Highly parallelized workloads like machine learning training, inferences and general HPC tasks are greatly accelerated using GPU devices. In a cloud computing cluster, serving a GPU's computation power through multi-tasks sharing is highly demanded since there are always more task requests than the number of GPU available. Existing GPU sharing solutions focus on reducing task-level waiting time or task-level switching costs when multiple jobs competing for a single GPU. Non-stopped computation requests come with different priorities, having non-symmetric impact on QoS for sharing a GPU device. Existing work missed the kernel-level optimization opportunity brought by this setting. To address this problem, we present a novel kernel-level scheduling strategy called FIKIT: Filling Inter-kernel Idle Time. FIKIT incorporates task-level priority information, fine-grained kernel identification, and kernel measurement, allowing low priorities task's execution during high priority task's inter-kernel idle time. Thereby, filling the GPU's device runtime fully, and reduce overall GPU sharing impact to cloud services. Across a set of ML models, the FIKIT based inference system accelerated high priority tasks by 1.32 to 16.41 times compared to the JCT in GPU sharing mode, and more than half of the cases are accelerated by more than 3.4 times. Alternatively, under preemptive sharing, the low-priority tasks have a comparable to default GPU sharing mode JCT, with a 0.86 to 1 times ratio. We further limit the kernel measurement and runtime fine-grained kernel scheduling overhead to less than 5%.
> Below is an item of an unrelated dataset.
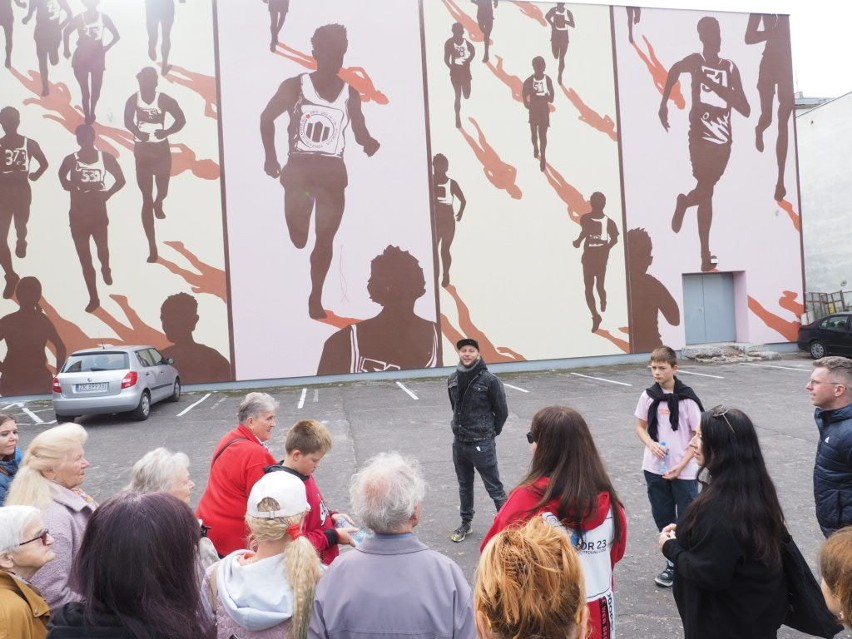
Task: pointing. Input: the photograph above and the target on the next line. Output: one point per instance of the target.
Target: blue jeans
(669, 497)
(482, 457)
翻译：高度并行的计算负载（如机器学习训练、推理及通用高性能计算任务）在GPU设备上得到了显著加速。在云计算集群中，由于任务请求数量通常超过可用GPU数量，通过多任务共享提供GPU算力的需求十分迫切。现有GPU共享方案主要关注多任务竞争单个GPU时减少任务级等待时间或任务级切换开销。不同优先级的持续性计算请求对GPU设备共享的QoS具有非对称影响，而现有工作忽视了该场景带来的内核级优化机遇。针对该问题，我们提出新型内核级调度策略FIKIT（内核间空闲时间填充）。FIKIT融合任务级优先级信息、细粒度内核识别与内核测量技术，允许低优先级任务在高优先级任务的内核间空闲时段执行，从而充分填充GPU设备运行时隙，降低GPU共享对云服务的整体影响。在多个ML模型测试中，基于FIKIT的推理系统相比GPU共享模式的JCT加速高优先级任务1.32~16.41倍，其中超过半数场景加速比达3.4倍以上；在抢占式共享模式下，低优先级任务的JCT与默认GPU共享模式相当（比值0.86~1）。此外，我们将内核测量与运行时细粒度内核调度开销控制在5%以内。